SCOTRAIL bosses are finally removing the clapped-out 'biscuit tin' 314-class trains from service in Inverclyde.

The near 40-year-old rolling stock — slated by passengers are noisy, dirty, draughty and uncomfortable, with poor heating and no toilets - have sparked a raft of complaints.

As of Monday a trio of these three-carriage trains will be replaced with modern and comfortable 380-class alternatives, of the type which were controversially removed from service here at the end of 2016.

Meanwhile, capacity will be increased because one of the newer trains will have four carriages.

A ScotRail spokesman said: "The introduction of the modern class 380 trains is part of our £475 million rolling stock investment, which is helping us to build the best railway that Scotland has ever had.

"The majority of the services between Glasgow and Inverclyde are now operated by class 380 trains and we will continue to introduce more of them over the course of the next few months.

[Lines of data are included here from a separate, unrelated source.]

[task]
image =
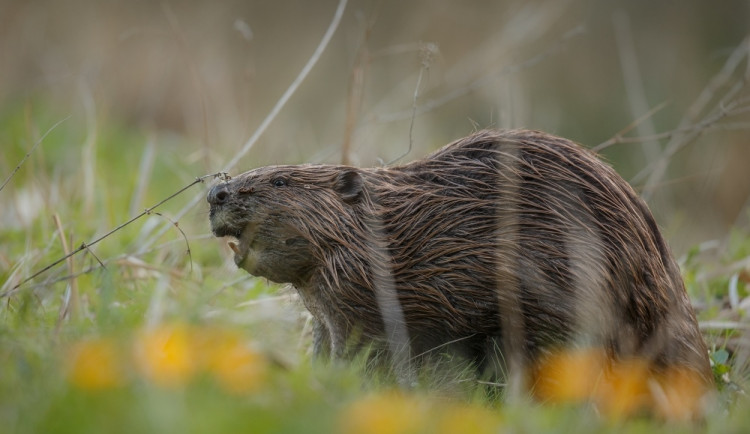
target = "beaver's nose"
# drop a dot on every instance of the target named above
(218, 194)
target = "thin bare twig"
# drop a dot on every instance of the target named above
(434, 103)
(70, 302)
(176, 224)
(618, 138)
(677, 142)
(23, 160)
(269, 118)
(355, 93)
(427, 52)
(84, 246)
(633, 79)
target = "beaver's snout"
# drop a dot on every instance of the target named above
(218, 194)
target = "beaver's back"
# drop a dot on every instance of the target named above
(519, 232)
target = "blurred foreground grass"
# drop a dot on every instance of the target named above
(162, 340)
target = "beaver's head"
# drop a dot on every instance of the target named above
(283, 218)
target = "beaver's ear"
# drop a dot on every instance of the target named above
(348, 185)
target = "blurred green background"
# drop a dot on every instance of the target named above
(196, 78)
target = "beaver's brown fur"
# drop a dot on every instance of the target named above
(516, 241)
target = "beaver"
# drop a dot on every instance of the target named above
(501, 246)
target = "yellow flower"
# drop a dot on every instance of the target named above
(386, 413)
(237, 367)
(624, 390)
(569, 376)
(94, 365)
(165, 356)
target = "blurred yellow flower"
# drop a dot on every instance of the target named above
(462, 418)
(237, 367)
(569, 376)
(95, 365)
(624, 390)
(385, 413)
(165, 355)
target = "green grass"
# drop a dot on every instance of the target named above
(116, 311)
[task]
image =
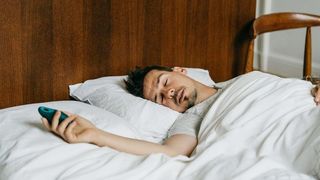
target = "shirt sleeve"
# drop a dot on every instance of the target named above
(187, 123)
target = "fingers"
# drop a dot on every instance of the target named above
(64, 124)
(55, 121)
(316, 94)
(69, 133)
(45, 123)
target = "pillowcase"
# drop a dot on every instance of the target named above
(151, 119)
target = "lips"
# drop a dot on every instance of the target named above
(180, 96)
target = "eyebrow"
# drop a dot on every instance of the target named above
(158, 81)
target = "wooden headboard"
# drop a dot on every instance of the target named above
(45, 45)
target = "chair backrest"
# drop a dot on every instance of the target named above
(284, 21)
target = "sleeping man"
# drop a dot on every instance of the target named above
(162, 85)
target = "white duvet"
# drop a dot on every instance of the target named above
(261, 127)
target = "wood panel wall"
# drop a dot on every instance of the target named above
(45, 45)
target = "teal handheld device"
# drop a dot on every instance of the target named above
(48, 113)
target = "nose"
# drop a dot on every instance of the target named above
(169, 93)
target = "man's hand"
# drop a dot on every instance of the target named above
(74, 129)
(316, 94)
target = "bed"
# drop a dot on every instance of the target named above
(73, 56)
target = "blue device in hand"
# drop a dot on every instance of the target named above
(48, 113)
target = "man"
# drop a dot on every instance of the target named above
(162, 85)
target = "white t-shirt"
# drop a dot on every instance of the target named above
(189, 122)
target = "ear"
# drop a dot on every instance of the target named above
(180, 70)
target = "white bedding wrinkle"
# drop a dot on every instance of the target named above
(261, 127)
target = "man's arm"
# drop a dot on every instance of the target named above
(316, 94)
(76, 129)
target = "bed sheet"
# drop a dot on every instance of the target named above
(261, 127)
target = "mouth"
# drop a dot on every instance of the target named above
(180, 96)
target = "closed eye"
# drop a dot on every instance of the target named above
(166, 82)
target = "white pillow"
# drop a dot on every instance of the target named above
(151, 119)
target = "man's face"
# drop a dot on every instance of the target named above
(172, 89)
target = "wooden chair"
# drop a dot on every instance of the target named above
(284, 21)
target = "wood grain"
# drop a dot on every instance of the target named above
(45, 45)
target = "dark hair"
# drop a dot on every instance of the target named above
(134, 82)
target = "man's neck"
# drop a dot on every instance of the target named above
(204, 93)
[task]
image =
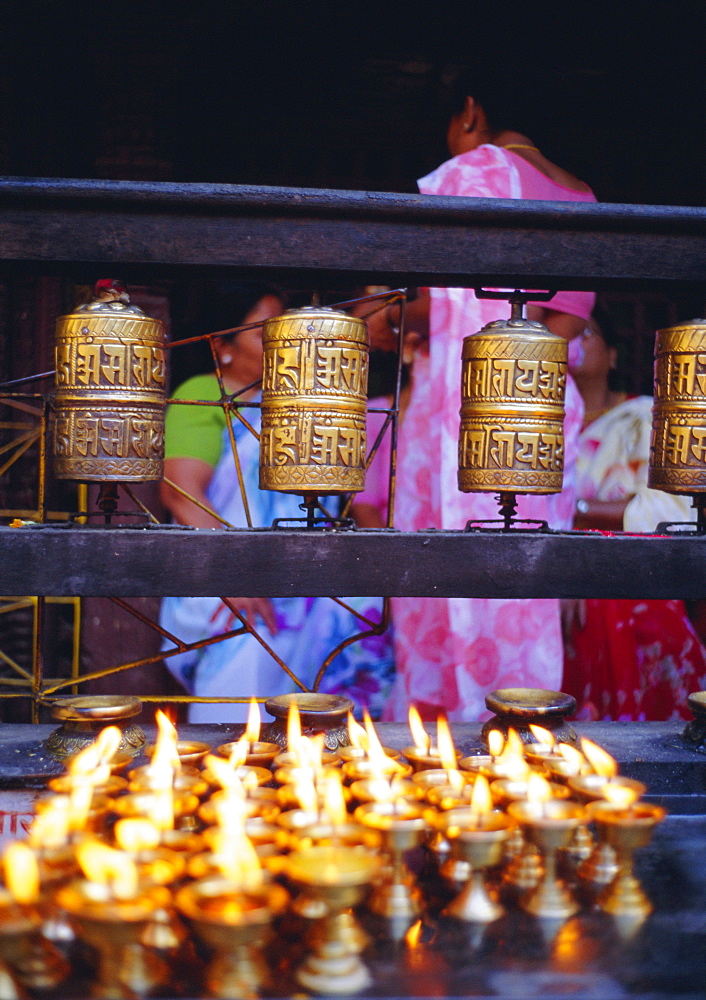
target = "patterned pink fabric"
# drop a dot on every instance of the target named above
(451, 652)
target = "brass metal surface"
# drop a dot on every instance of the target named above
(518, 707)
(314, 402)
(678, 449)
(110, 393)
(319, 713)
(512, 409)
(105, 708)
(84, 717)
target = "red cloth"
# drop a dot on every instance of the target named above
(634, 660)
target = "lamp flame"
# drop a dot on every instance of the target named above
(165, 759)
(135, 835)
(109, 867)
(294, 727)
(239, 752)
(571, 754)
(621, 796)
(334, 804)
(538, 788)
(496, 742)
(51, 827)
(420, 736)
(445, 743)
(162, 811)
(380, 763)
(599, 759)
(413, 935)
(237, 859)
(356, 734)
(21, 872)
(252, 726)
(224, 773)
(481, 799)
(304, 789)
(542, 735)
(456, 780)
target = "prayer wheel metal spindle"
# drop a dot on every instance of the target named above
(512, 410)
(314, 400)
(678, 449)
(110, 393)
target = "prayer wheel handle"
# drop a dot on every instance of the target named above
(517, 299)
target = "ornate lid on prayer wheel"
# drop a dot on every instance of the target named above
(110, 391)
(512, 409)
(314, 398)
(678, 450)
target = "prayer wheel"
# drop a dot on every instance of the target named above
(678, 450)
(512, 409)
(314, 399)
(110, 391)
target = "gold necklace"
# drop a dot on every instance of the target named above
(520, 145)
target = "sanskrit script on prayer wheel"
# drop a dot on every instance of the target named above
(512, 409)
(678, 451)
(314, 398)
(110, 391)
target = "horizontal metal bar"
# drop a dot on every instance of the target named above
(149, 561)
(154, 228)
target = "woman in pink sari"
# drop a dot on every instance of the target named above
(451, 652)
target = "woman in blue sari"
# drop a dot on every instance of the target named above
(299, 631)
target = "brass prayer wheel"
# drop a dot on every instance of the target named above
(110, 391)
(512, 408)
(314, 400)
(678, 450)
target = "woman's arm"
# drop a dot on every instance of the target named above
(381, 323)
(193, 475)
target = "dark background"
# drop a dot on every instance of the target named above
(344, 94)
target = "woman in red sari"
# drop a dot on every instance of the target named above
(624, 659)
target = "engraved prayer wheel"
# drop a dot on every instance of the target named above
(512, 408)
(314, 399)
(110, 391)
(678, 449)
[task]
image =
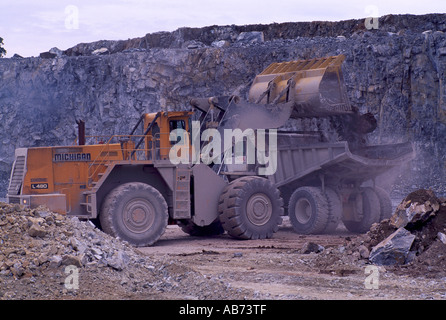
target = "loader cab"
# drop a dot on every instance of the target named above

"We hope that our customers will enjoy the enhanced travelling experience and the boost in seat numbers."

The old trains were built in 1979 and were brought back at the end of 2016 to replace some of the modern Class 380 models re-routed to Edinburgh for driver training ahead of the delivery of a fleet of 70 new electric trains.

The change was today welcomed by MSP Stuart McMillan.

Mr McMillan said: "Finally this torturous saga is nearing an end.

"Passengers on the Inverclyde lines have been saddled with these trains for far too long, a point I have made to ScotRail and their chief executive on numerous occasions.

"While I understand this was as a result of the new train order ScotRail placed with Hitachi being delayed, Inverclyde clearly has been the area which has had to endure these trains the most.

"While normal service will not fully resume on Monday, this is a very welcome and positive step in the right direction and I’m pleased that two of the journeys benefitting from the return of the modern 380 trains will be peak services."